Di teras literasi, ecobrick ini dirangkai menjadi kursi, meja, kerajinan pot bunga plastik bahkan dijadikan sebagai monumen tugu yang dipasang di gerbang jalan masuk ke perumahan Teras Literasi.
”Iya, kursi, meja dan tugu dari ecobrick itu semua dibuat anak-anak bersama kami. Harapan kami budaya peduli lingkungan bisa tertana, sejak dini,” kata Pakde Eko atau yang akrab disapa Pakde Kumis saat ditanya.

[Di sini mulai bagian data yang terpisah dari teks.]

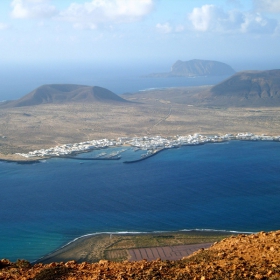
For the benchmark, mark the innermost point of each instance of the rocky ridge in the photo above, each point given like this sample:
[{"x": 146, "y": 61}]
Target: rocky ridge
[
  {"x": 255, "y": 256},
  {"x": 196, "y": 68}
]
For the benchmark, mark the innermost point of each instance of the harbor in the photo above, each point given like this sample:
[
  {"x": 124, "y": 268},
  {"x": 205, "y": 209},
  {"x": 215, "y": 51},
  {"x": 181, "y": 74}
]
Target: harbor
[{"x": 152, "y": 144}]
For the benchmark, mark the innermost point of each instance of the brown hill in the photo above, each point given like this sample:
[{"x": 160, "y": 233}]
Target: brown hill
[
  {"x": 255, "y": 256},
  {"x": 62, "y": 93},
  {"x": 249, "y": 88}
]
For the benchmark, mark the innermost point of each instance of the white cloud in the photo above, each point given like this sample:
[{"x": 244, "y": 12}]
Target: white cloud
[
  {"x": 91, "y": 14},
  {"x": 164, "y": 28},
  {"x": 212, "y": 18},
  {"x": 26, "y": 9},
  {"x": 3, "y": 26},
  {"x": 270, "y": 6}
]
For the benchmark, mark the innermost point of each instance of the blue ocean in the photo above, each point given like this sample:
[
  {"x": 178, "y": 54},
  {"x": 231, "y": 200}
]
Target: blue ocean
[{"x": 232, "y": 186}]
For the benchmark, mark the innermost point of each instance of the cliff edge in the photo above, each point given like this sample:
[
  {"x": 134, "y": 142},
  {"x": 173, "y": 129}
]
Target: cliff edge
[{"x": 255, "y": 256}]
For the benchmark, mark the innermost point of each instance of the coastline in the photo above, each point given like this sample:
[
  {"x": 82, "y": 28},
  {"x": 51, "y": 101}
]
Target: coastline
[
  {"x": 154, "y": 144},
  {"x": 96, "y": 246}
]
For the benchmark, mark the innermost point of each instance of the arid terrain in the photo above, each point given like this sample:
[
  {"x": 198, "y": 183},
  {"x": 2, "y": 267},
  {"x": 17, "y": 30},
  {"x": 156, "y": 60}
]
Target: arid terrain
[
  {"x": 254, "y": 256},
  {"x": 165, "y": 112}
]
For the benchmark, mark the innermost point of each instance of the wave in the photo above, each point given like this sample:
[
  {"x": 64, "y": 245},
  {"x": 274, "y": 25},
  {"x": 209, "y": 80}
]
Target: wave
[{"x": 138, "y": 233}]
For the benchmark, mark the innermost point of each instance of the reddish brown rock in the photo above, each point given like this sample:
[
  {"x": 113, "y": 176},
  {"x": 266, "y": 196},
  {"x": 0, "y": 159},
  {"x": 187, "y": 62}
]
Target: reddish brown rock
[{"x": 241, "y": 257}]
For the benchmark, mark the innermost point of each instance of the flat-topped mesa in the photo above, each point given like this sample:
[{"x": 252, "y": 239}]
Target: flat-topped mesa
[
  {"x": 251, "y": 85},
  {"x": 65, "y": 93},
  {"x": 199, "y": 67},
  {"x": 196, "y": 68}
]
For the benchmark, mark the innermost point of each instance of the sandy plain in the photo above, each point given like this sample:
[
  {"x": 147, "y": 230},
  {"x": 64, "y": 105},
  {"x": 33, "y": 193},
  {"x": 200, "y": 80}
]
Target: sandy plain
[
  {"x": 132, "y": 247},
  {"x": 165, "y": 112}
]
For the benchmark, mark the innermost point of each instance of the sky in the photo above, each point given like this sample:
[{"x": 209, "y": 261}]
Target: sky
[{"x": 140, "y": 32}]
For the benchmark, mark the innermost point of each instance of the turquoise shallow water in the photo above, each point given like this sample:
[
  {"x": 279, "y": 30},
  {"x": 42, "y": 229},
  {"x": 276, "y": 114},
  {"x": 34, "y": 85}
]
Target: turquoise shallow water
[{"x": 229, "y": 186}]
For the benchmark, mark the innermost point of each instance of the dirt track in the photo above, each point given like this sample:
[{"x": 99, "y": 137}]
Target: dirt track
[{"x": 171, "y": 253}]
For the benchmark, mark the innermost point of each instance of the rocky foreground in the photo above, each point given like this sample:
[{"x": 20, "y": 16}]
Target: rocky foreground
[{"x": 255, "y": 256}]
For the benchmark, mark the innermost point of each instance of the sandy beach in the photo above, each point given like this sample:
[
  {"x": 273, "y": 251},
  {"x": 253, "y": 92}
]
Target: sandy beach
[{"x": 134, "y": 247}]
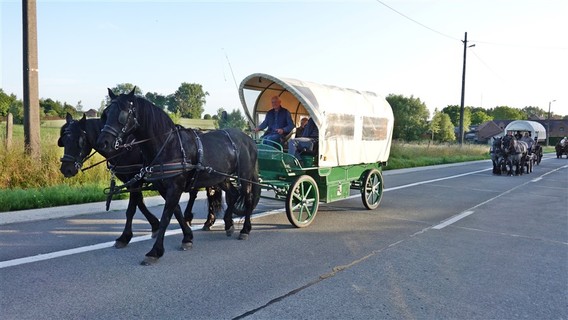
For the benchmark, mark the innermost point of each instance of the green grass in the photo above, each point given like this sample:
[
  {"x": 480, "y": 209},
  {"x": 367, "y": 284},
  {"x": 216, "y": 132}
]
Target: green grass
[{"x": 26, "y": 183}]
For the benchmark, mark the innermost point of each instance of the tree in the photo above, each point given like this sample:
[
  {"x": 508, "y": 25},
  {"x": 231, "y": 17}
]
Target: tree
[
  {"x": 79, "y": 106},
  {"x": 442, "y": 127},
  {"x": 410, "y": 117},
  {"x": 17, "y": 111},
  {"x": 230, "y": 120},
  {"x": 507, "y": 113},
  {"x": 5, "y": 102},
  {"x": 454, "y": 113},
  {"x": 479, "y": 117},
  {"x": 159, "y": 100},
  {"x": 50, "y": 108},
  {"x": 446, "y": 133},
  {"x": 189, "y": 100},
  {"x": 535, "y": 112}
]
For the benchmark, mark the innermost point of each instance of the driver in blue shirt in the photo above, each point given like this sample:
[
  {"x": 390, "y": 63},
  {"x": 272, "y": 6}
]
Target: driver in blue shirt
[{"x": 278, "y": 122}]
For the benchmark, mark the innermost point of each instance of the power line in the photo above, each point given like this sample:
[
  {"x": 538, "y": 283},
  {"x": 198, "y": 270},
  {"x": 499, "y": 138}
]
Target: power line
[
  {"x": 476, "y": 41},
  {"x": 420, "y": 24}
]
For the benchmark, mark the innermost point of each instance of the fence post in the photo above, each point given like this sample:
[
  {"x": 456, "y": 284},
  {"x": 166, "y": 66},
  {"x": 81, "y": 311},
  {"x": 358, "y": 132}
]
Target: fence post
[{"x": 9, "y": 130}]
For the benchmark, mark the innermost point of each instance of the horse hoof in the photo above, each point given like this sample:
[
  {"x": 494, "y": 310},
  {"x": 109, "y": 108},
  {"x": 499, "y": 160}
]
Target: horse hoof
[
  {"x": 230, "y": 231},
  {"x": 186, "y": 246},
  {"x": 120, "y": 244},
  {"x": 148, "y": 261}
]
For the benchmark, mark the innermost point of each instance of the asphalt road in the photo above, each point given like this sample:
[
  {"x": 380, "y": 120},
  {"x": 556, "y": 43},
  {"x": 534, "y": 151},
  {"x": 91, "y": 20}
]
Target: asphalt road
[{"x": 447, "y": 242}]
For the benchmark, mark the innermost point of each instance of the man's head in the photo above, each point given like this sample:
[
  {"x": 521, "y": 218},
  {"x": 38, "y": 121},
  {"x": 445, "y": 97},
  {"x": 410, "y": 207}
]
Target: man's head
[{"x": 275, "y": 103}]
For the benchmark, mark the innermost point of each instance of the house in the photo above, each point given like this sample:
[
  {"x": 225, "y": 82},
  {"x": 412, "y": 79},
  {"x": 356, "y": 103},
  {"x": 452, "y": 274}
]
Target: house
[{"x": 556, "y": 129}]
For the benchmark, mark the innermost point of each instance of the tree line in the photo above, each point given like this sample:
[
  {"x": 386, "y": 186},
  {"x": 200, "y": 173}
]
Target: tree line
[{"x": 412, "y": 116}]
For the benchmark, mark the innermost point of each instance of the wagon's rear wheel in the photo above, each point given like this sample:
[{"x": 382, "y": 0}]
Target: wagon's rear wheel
[
  {"x": 302, "y": 201},
  {"x": 372, "y": 189}
]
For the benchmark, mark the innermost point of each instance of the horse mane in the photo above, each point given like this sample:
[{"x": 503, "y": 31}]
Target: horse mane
[{"x": 153, "y": 116}]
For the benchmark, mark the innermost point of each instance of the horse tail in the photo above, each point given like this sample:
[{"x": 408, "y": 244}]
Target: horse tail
[{"x": 215, "y": 197}]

4 tahun sudah Teras Literasi berdiri dan terus aktif hingga sekarang. Satu-satunya hal yang mereka pikir hanya satu; Bagaimana caranya ruang ini tetap ada sampai nanti. Di setiap waktu, Bude Yanti dan Pakde Kumis selalu terngiang wajah-wajah kecewa anak-anak saat mengetahui rumahnya tutup.
Dari wajah-wajah itulah, mereka bertekat untuk terus menghidupi Teras Literasi sampai kapanpun. Saking cintanya, mereka sampai rela mengorbankan waktu akhir pekan mereka untuk berekreasi hilang.

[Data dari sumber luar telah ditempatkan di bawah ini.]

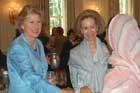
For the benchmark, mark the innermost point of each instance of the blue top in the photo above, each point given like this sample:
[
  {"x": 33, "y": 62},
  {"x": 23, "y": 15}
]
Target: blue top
[
  {"x": 27, "y": 68},
  {"x": 86, "y": 69}
]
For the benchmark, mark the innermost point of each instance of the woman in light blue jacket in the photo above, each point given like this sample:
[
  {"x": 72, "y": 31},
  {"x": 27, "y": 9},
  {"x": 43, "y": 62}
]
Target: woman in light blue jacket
[
  {"x": 27, "y": 65},
  {"x": 88, "y": 61}
]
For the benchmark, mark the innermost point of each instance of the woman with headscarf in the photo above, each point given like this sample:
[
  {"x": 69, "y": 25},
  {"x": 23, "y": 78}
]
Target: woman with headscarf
[{"x": 124, "y": 39}]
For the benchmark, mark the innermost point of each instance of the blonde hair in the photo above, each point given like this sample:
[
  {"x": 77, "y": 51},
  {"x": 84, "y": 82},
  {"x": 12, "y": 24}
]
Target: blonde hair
[
  {"x": 24, "y": 13},
  {"x": 89, "y": 14}
]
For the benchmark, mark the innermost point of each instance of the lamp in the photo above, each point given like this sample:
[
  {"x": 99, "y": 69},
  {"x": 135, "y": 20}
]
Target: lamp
[{"x": 13, "y": 10}]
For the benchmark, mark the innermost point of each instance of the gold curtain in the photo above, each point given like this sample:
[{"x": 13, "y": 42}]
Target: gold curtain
[{"x": 70, "y": 6}]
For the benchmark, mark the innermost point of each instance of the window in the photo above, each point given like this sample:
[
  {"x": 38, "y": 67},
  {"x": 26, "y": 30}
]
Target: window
[{"x": 57, "y": 14}]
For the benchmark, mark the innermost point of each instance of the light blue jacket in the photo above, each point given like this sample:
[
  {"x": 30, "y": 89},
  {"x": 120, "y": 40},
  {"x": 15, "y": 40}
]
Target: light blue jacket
[
  {"x": 86, "y": 69},
  {"x": 27, "y": 68}
]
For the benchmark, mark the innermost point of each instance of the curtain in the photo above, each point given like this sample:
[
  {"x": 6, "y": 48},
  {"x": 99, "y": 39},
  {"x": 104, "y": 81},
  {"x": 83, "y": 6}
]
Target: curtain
[{"x": 70, "y": 6}]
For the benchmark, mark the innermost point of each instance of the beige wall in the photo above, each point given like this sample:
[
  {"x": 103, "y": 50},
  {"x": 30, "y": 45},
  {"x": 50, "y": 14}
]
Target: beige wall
[
  {"x": 87, "y": 4},
  {"x": 7, "y": 30}
]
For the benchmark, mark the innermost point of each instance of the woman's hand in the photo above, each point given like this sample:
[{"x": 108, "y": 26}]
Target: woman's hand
[
  {"x": 67, "y": 91},
  {"x": 85, "y": 89}
]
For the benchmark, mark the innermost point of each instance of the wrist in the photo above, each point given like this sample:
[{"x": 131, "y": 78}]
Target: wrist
[{"x": 76, "y": 91}]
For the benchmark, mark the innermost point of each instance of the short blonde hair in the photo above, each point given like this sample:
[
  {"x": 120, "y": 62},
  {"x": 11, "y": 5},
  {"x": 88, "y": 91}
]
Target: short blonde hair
[
  {"x": 24, "y": 13},
  {"x": 89, "y": 14}
]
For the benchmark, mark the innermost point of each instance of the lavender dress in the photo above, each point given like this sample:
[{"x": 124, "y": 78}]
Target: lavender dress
[{"x": 86, "y": 69}]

”Kami merasa sakno (kasihan, red), berangkat dari rasa peduli saja. Kalau ditanya sampai kapan? Ya kalau bisa sampai akhir hayat,” tegasnya, seksama.
Dari pasutri ini kita belajar bahwa sesuatu yang luar biasa lahir dari hal-hal kecil dan sederhana. Literasi menjadi bekal manusia menghadapi segala tantangan dan kemungkinan di masa mendatang.
Terpenting dari semua itu, berliterasi akan memberi banyak manfaat dan menyelamatkan hidup. Tidak hanya untuk hidup kita sendiri, tapi menyelamatkan orang lain dari jurang kebodohan dan kemiskinan.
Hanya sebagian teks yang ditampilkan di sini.